There are three column-breaking properties to define where column breaks should appear. The break-before, break-after, and break-inside properties take a limited number of key terms as values to define whether a column break can and should occur before, after, or inside an element, respectively. Rather than being applied to the same element on which we defined our primary column properties, they’re applied to other elements nested inside it.

The values available are the same as for page-break-after, page-break-before, and page-break-inside in CSS 2.1: auto, always, avoid, left, and right.

CSS3 also adds a few new possible values for these properties: page, column, avoid-page, and avoid-column. The page and column values function like always, and will force a break. The difference is that page will only force page breaks and column applies only to columns. This gives you a bit more flexibility in how you manage breaks. avoid-page and avoid-column are similar, except that they function like avoid.

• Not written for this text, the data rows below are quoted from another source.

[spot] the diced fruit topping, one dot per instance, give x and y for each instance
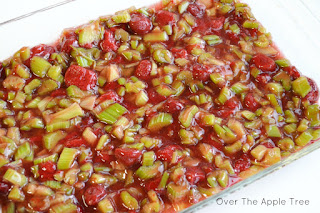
(140, 24)
(81, 77)
(264, 62)
(149, 110)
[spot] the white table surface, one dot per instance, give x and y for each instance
(295, 26)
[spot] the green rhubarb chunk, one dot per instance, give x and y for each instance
(283, 62)
(39, 66)
(148, 172)
(35, 123)
(284, 78)
(52, 158)
(129, 201)
(22, 71)
(111, 114)
(304, 139)
(121, 17)
(51, 140)
(239, 88)
(75, 92)
(163, 56)
(105, 206)
(156, 37)
(273, 131)
(224, 133)
(223, 178)
(54, 72)
(301, 86)
(275, 88)
(212, 181)
(3, 161)
(72, 111)
(23, 151)
(47, 87)
(89, 34)
(274, 102)
(187, 137)
(177, 192)
(206, 152)
(67, 158)
(64, 208)
(224, 95)
(212, 39)
(148, 158)
(164, 180)
(187, 115)
(159, 121)
(286, 144)
(165, 90)
(16, 194)
(15, 177)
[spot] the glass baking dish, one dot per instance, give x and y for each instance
(296, 35)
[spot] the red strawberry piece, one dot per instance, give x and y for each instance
(70, 39)
(165, 153)
(164, 17)
(59, 92)
(140, 24)
(195, 175)
(109, 43)
(173, 105)
(94, 194)
(293, 72)
(197, 9)
(143, 70)
(128, 156)
(251, 103)
(81, 77)
(155, 97)
(47, 170)
(264, 62)
(110, 95)
(313, 95)
(201, 72)
(263, 79)
(242, 163)
(179, 53)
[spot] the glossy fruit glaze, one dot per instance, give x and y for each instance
(149, 110)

For example, you might want to avoid a column break occurring immediately after an h2 element in your content.

snippet
.columns { 
	column-count: 3; 
	column-gap: 5px; 
} 
.columns h2 { 
	break-after: avoid; 
}
Example
snippet
-webkit-column-break-after: always; 
-webkit-column-break-before: auto; 
-webkit-column-break-inside: never;
column-span

The column-span property will make an element to span across several columns. If column-span: all; is set on an element, all content that comes before that element in the markup should be in columns above that element. All content in columns appearing in the markup after the element should be in columns below the spanned element.

-webkit-column-span

The columns may look ulgy when text with text-align: justify; is set in very narrow columns as the left and right edges stay justified. You can use a JavaScript library called Hyphenator16 to hyphenate words and keep our text looking tidy.